Tyle osób mówi o kiepskim zasięgu samochodów elektrycznych, a tymczasem Tesla, którą skradziono w Norwegii, dotarła aż do Polski i miała jechać dalej na Ukrainę.
Gdy zobaczyłem tę informację to pierwsza myśl, która przyszła mi do głowy, to po co komuś Tesla na Ukrainie? Tam jest jeszcze mniej ładowarek niż w Polsce, o serwisie tego samochodu nie mówiąc. Taka krótka dygresja na początek, ale przejdźmy do rzeczy.
22 stycznia br. na terenie drogowego przejścia granicznego w Dorohusku na kierunku wyjazdowym z Polski przerwano podróż 41-letniemu obywatelowi Ukrainy, który jechał kradzioną Teslą. Wartość tego 5-letniego samochodu szacuje się na 350 000 zł.
Komendant Dariusz Sienicki: Kierowca utrzymuje, że nie wiedział, iż samochód był kradziony. Nie było podstaw do jego zatrzymania, sprawa będzie wyjaśniana.
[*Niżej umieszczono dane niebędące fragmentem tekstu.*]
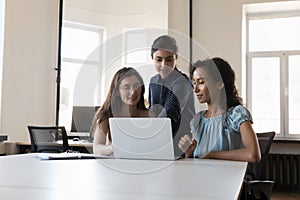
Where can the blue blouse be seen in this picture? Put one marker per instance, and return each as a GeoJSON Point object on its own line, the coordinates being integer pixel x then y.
{"type": "Point", "coordinates": [219, 133]}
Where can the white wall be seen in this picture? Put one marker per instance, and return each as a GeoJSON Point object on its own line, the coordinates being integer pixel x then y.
{"type": "Point", "coordinates": [28, 84]}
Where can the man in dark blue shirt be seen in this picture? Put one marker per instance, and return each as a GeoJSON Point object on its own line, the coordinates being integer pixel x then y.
{"type": "Point", "coordinates": [171, 91]}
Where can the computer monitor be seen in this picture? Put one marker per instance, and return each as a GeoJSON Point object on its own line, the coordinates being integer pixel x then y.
{"type": "Point", "coordinates": [82, 118]}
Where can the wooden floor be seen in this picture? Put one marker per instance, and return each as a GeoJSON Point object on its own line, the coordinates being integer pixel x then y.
{"type": "Point", "coordinates": [285, 196]}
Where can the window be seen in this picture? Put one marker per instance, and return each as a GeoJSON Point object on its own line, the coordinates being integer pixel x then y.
{"type": "Point", "coordinates": [273, 61]}
{"type": "Point", "coordinates": [2, 12]}
{"type": "Point", "coordinates": [79, 67]}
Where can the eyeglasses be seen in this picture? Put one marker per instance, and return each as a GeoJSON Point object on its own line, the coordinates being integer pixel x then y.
{"type": "Point", "coordinates": [128, 88]}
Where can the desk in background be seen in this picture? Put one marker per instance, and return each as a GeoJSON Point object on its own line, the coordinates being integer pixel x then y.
{"type": "Point", "coordinates": [27, 178]}
{"type": "Point", "coordinates": [81, 146]}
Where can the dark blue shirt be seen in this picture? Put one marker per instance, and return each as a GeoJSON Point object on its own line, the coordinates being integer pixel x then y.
{"type": "Point", "coordinates": [173, 97]}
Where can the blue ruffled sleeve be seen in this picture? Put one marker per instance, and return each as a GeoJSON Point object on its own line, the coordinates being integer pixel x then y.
{"type": "Point", "coordinates": [236, 116]}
Właśnie dlatego Ukrainiec został przesłuchany tylko w charakterze świadka, zaś kradziony pojazd został zabezpieczony. Gdybyście zatem nie wiedzieli, że auto, którym pokonaliście ponad 1600 km, jest kradzione, to nie macie powodów do zmartwień. Przesłuchają was tylko w charakterze świadka.